I sadly sat outside a pawnshop, with Wendy indoors. We are broke and she is selling her things, and this is tragic and frustrating. It's not quite whoring, but can't be too many degrees removed. To sit idly while a person you love sells their belongings to feed themselves is a weird enough torture, but that she's feeding me too with these profits is almost too much to take. It's only been a few days, and already we resort to this. Everything costs much more than we'd thought. A worthwhile man wouldn't let this happen to his woman, but I'm maybe not so worthwhile, and I'm certainly no man. Everyone could feel the vibe in this nothing town. The dogs in pickup trucks and little girls buying ice cream looked sadder for it.
Wendy went in with a wristwatch, and she came out with something much larger, and that's not normally how pawnshops work.
She got closer, and I saw that what she had was an ugly joke of a trumpet. I can't begin to imagine how old it must have been or what wars it had been through.
'Are you planning to take up music?'
'No,' she smiles large, 'it's for you.' She extends her arm and offers me the trash.
'I don't know what to say.'
'Play something,' she said, and I gave it a shot.
The trumpet was in such crappy condition, I couldn't even get a clear note. There was no relation between what my lips were doing and what came out the other end. I put it down.
'It's no use. It's too beat up to play anymore.'
'You were playing something.'
'Yeah, that was something, alright.'
'Keep playing.'
'I can't. It's so off, it's like a whole other instrument.'
'So play whatever instrument it is.'
'I don't know how,' I said, but then I felt bad because it was so nice, her buying it for me. So I played a little more.

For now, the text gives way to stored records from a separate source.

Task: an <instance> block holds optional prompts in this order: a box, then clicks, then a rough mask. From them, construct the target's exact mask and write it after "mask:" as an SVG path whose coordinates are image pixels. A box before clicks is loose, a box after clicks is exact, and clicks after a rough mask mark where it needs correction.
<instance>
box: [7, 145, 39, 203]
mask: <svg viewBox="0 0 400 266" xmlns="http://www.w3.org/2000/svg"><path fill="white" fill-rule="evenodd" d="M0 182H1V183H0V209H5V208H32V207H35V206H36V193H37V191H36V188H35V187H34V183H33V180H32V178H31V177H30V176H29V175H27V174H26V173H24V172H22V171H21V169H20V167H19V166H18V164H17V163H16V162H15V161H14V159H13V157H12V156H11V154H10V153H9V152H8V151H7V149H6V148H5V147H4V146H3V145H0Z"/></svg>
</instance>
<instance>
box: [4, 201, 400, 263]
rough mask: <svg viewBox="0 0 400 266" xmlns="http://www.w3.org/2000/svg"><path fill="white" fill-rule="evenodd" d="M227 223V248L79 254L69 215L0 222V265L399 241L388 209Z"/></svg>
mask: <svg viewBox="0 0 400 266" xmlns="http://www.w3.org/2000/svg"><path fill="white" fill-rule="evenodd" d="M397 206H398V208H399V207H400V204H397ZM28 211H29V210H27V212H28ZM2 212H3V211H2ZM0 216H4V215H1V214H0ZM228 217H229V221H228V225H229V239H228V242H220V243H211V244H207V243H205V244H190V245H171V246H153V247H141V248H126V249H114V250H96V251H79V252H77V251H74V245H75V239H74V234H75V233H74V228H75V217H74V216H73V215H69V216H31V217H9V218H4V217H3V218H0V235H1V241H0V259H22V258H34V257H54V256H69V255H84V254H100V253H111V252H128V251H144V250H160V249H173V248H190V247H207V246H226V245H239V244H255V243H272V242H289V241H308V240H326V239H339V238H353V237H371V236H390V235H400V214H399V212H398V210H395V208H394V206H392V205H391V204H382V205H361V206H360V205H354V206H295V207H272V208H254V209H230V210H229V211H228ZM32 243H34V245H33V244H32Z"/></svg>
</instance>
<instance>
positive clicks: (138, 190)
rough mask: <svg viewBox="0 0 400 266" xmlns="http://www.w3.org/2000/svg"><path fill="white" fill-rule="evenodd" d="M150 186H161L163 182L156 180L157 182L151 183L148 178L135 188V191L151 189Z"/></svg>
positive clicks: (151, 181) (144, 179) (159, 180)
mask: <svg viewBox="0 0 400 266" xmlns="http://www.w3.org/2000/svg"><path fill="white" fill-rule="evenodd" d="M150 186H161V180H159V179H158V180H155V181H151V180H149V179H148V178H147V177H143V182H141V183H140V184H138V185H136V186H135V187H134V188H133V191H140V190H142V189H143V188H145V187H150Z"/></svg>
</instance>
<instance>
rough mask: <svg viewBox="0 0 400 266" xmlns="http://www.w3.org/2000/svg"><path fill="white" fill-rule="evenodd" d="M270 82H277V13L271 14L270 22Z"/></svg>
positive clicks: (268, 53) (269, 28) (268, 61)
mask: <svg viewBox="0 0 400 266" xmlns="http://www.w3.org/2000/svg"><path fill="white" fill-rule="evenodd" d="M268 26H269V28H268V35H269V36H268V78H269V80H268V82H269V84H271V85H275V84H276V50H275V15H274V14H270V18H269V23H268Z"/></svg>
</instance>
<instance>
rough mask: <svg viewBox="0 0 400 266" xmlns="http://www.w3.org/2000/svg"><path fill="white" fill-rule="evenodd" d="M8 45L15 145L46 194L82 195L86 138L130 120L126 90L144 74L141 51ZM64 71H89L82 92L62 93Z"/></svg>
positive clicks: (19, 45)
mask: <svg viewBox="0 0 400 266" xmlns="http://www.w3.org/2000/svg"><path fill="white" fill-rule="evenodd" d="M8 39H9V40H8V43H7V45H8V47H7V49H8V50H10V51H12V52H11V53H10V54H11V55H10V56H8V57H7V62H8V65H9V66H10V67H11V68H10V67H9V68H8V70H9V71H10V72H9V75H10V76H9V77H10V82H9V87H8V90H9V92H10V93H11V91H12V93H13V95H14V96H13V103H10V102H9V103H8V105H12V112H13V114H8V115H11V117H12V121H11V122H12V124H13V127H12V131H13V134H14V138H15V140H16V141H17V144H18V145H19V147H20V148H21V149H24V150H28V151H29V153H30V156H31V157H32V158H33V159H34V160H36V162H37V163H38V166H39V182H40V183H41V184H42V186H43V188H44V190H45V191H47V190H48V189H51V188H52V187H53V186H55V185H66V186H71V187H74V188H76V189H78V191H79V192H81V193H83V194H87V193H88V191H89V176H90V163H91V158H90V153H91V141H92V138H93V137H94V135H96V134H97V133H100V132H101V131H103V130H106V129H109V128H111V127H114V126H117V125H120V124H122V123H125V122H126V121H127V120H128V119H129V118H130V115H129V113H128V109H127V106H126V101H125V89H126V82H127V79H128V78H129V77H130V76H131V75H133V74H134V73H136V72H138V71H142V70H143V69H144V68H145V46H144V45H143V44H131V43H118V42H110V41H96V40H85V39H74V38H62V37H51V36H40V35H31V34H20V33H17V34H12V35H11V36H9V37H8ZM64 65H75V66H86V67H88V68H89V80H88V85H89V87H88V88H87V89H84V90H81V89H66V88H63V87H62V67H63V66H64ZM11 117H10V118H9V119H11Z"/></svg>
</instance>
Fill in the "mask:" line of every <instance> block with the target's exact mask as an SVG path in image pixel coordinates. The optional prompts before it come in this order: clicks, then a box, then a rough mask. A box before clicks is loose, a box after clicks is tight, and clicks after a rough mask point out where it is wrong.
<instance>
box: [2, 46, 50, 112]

The sound was so unpleasant, it was actually painful. But it was fascinating, too. Sometimes I've heard people play, and it kind of sounds like their trumpet's crying. Usually, the effect comes off super cheesy. But this trumpet had gone far beyond crying. It was a psychokiller. It was digging its nails into its face, wrenching its eyes out, gnawing on its arms, slamming its head against the concrete. As the music hit my ears, it filled me with an awful feeling. The fingers-on-chalkboard noise triggered something, all the rage and frustration and hate I feel towards my school or the world, or myself. All the muscles in my body contracted as this current flowed through. And all I could do was push it back out through the trumpet. It was a feedback loop, pouring out the trumpet, in my ears, through my body, and back out. It got louder and louder and I welled with electric poison. More and more searing and devastating and horrible and beautiful. They didn't sound like notes anymore. The notes had been ripped open, and whatever was inside them spilled out, got all over everything. I opened my eyes to see that we were all alone. All empty sky and barren fields. There was nothing but the sound of the trumpet. It was the sound of the world. It was nasty gut-wrenching noise, and it was my lovesong to her.
Then I stopped because I knew I was done. It was all gone and I could float now.